Problem in reading .csv file

dnat · Post by **dnat** » Thu Nov 09, 2017 4:25 pm

Hi,

I have a .csv format file and it comes in the following way

For ex it has 4 fields

a,345,cd,678
b,"6,878",cd,"9,870"
c,"7,989",fg,"7,880"
d,567,cd,989

The second and the fourth field are numeric fields and if it is more than 3 digit number the it comes with a comma but within double quotes.
When i try view data, i am not able to view the 2nd and 3rd record. The issue is because how the final delimiter string is stored.
If i give Final delimiter as end then 1st and 4th record are viewable. If make Final delimiter as \n then 2nd and 3rd record are viewable. Any idea how to handle it?

chulett · Post by **chulett** » Thu Nov 09, 2017 5:16 pm

Not seeing off the top of my head how this is related to the final delimiter. However, I'm curious how did you define the metadata? To me they should all be defined as strings and then the 2nd and 4th fields will need to be converted inside the job post-read...

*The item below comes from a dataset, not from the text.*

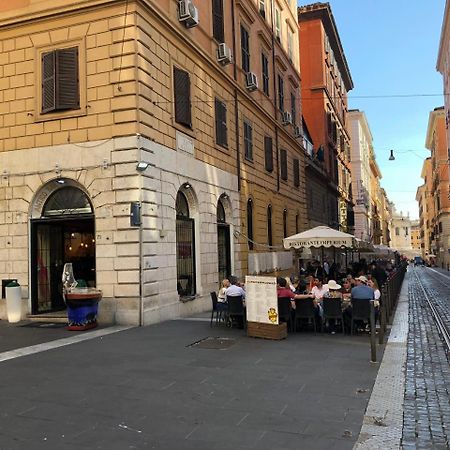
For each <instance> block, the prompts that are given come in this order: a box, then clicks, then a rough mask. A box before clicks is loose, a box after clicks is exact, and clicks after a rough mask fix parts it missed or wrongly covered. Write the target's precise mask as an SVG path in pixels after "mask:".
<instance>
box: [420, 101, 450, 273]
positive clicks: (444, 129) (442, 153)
mask: <svg viewBox="0 0 450 450" xmlns="http://www.w3.org/2000/svg"><path fill="white" fill-rule="evenodd" d="M425 146H426V148H427V149H428V150H430V152H431V160H430V162H431V173H430V174H429V179H428V180H427V183H426V184H427V185H428V190H427V194H430V197H431V199H430V201H431V202H433V208H432V210H433V212H434V214H433V215H432V216H431V217H430V228H431V230H430V235H431V236H430V246H431V249H430V250H431V253H429V254H434V255H436V257H435V258H432V259H433V262H434V263H435V264H437V265H438V266H440V267H443V268H447V267H448V266H450V190H449V167H448V164H449V161H448V145H447V130H446V122H445V109H444V107H439V108H435V109H434V110H433V111H431V112H430V116H429V119H428V128H427V137H426V141H425ZM426 256H427V255H426Z"/></svg>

dnat · Post by **dnat** » Thu Nov 09, 2017 5:28 pm

Yes, they are all defined as Strings. And i will be converting those fields as required inside the job.

But now the problem is with reading the file itself. While i view data in sequential file stage the 2nd and 3rd record get dropped if i specify the Final delimiter as "end" or "none". If i specify the Final delimiter as "\n" then 1st and 4th record get dropped.

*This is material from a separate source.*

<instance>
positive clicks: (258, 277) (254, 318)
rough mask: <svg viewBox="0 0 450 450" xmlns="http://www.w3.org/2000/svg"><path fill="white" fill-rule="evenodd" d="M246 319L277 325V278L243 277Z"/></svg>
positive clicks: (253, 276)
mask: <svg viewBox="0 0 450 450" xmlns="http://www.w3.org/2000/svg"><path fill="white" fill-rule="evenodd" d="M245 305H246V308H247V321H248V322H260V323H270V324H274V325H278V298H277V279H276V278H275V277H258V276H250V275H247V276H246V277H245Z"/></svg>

The issue is definitely in the source file as they said that we will be sending the file with whatever formats they already have. But is there a way to handle this?

UCDI · Post by **UCDI** » Fri Nov 10, 2017 10:01 am

several things you may be able to do...

- you could not use numeric commas (123456 is written 123456 not 123,456)
- you could use something other than , for the fields (tab, |, #, whatever)
- you could parse the entire line by hand

the first 2 options may mean writing a pre-processor to convert the files. This is probably a simple line or 2 of unix magic commands or could be a short C program or a datastage transformer (which becomes the 3rd option).

ray.wurlod · Post by **ray.wurlod** » Fri Nov 10, 2017 5:12 pm

Try using a Server Sequential File stage (perhaps in a Server Shared Container). This stage is much more flexible about how it handles multiple formats.

dnat · Post by **dnat** » Mon Nov 13, 2017 12:05 pm

Thanks for all your inputs. I added the "Record delimiter string" to DOS format and was able to read the file as it was.